Entre elas destaca-se o chamado juiz das garantias que tem a seguinte definição:
“O juiz das garantias é responsável pelo controle da legalidade da investigação criminal e pela salvaguarda dos direitos individuais cuja franquia tenha sido reservada à autorização prévia do Poder Judiciário, competindo-lhe especialmente” (…) (Art. 3-B do Código de Processo Penal).
Existem várias atribuições que foram configuradas a essa nova figura jurídica, as quais podemos destacar: receber a comunicação imediata da prisão, nos termos do inciso LXII do caput do art. 5º da Constituição Federal; zelar pela observância dos direitos do preso, podendo determinar que este seja conduzido à sua presença, a qualquer tempo; decidir sobre o requerimento de prisão provisória ou outra medida cautelar.
O juiz das garantias, em suma, terá o condão de averiguar a legalidade do procedimento de investigação, zelando para que o indiciado tenha preservada as garantias previstas na Constituição Federal.
A sua atribuição seria na fase da investigação, pois, recebida a denúncia ou queixa, as questões pendentes serão decididas pelo juiz da instrução e julgamento.

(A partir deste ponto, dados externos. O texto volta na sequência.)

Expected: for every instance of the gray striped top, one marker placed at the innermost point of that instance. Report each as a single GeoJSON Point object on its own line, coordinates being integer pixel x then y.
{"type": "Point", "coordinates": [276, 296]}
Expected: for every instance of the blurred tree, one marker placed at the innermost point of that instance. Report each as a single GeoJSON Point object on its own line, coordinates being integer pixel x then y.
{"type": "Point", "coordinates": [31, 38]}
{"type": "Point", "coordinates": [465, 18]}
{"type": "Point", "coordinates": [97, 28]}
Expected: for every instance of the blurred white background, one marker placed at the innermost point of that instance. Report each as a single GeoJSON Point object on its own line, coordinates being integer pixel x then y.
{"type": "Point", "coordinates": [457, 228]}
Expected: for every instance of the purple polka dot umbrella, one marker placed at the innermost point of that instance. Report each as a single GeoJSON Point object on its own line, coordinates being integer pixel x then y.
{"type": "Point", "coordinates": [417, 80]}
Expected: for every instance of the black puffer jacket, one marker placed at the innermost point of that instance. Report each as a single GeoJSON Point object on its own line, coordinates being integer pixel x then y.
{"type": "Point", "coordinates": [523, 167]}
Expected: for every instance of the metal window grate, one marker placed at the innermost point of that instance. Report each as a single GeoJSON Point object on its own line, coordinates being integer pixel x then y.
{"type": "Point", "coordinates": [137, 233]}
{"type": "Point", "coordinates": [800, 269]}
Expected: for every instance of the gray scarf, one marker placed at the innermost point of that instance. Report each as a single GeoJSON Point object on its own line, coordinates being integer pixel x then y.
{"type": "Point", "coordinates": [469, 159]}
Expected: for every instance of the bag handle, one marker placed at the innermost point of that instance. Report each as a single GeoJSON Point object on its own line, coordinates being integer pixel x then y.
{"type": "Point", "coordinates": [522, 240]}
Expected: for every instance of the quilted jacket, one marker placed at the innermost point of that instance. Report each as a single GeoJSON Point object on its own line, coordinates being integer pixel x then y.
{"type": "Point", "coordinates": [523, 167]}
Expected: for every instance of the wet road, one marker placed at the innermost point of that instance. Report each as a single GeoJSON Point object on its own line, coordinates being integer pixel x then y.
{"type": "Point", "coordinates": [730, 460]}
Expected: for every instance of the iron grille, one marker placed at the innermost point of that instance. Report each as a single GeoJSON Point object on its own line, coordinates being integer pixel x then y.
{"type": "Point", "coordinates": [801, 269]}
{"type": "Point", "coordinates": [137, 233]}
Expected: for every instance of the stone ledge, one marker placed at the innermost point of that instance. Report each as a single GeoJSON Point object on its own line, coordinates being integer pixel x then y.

Haveria, assim, dois juízes. Um na fase de investigação criminal – juiz das garantias – e outro no processo, o juiz da instrução e julgamento.
Entretanto, a maior celeuma entre os operadores do direito gira em torno da constitucionalidade ou não do novo instituto jurídico.
Associações de Magistrados e de Procuradores afirmaram que o juiz das garantias é inconstitucional, por violar o pacto federativo, a autonomia dos Tribunais e o juiz natural, entre outros argumentos.
Por outro lado, juristas da melhor qualidade defendem o novo instituto.
Segundo Lenio Streck: “o juiz das garantias apenas assegura mais garantias ao indiciado, isto é, juiz natural é princípio protetor, sendo que o juiz das garantias é um grande avanço inclusive em relação ao juiz natural, além do fato de que o juiz das garantias é apenas uma função a mais da e na magistratura” e não um “usurpador”.
Na realidade, em um país que a violência está descontrolada, o cidadão vê no juiz das garantias mais um instrumento para “defender bandido”, ocasionando mais impunidade e descrédito à Justiça brasileira.
Contudo, respeitando os contrários, filio-me a corrente que defende a constitucionalidade do juiz das garantias, por entender, entre outras razões, que assegura os direitos e garantias individuais consagrados na Constituição.
Ainda sobre o tema, a Advocacia Geral da União argumenta que a medida “prestigia a imparcialidade” do julgador, não viola a Constituição nem traz impacto financeiro e orçamentário.
Há de se destacar, porém, que a operacionalização do instituto não será tarefa fácil, haja vista que toda mudança requer cautela e estudo para a sua implementação.
Por fim, como se sabe, o ministro do Supremo Tribunal Federal, Luiz Fux, suspendeu a aplicabilidade do juiz das garantias até decisão do plenário da Corte sobre a sua constitucionalidade, não tendo prazo definido para que os ministros enfrentem o tema.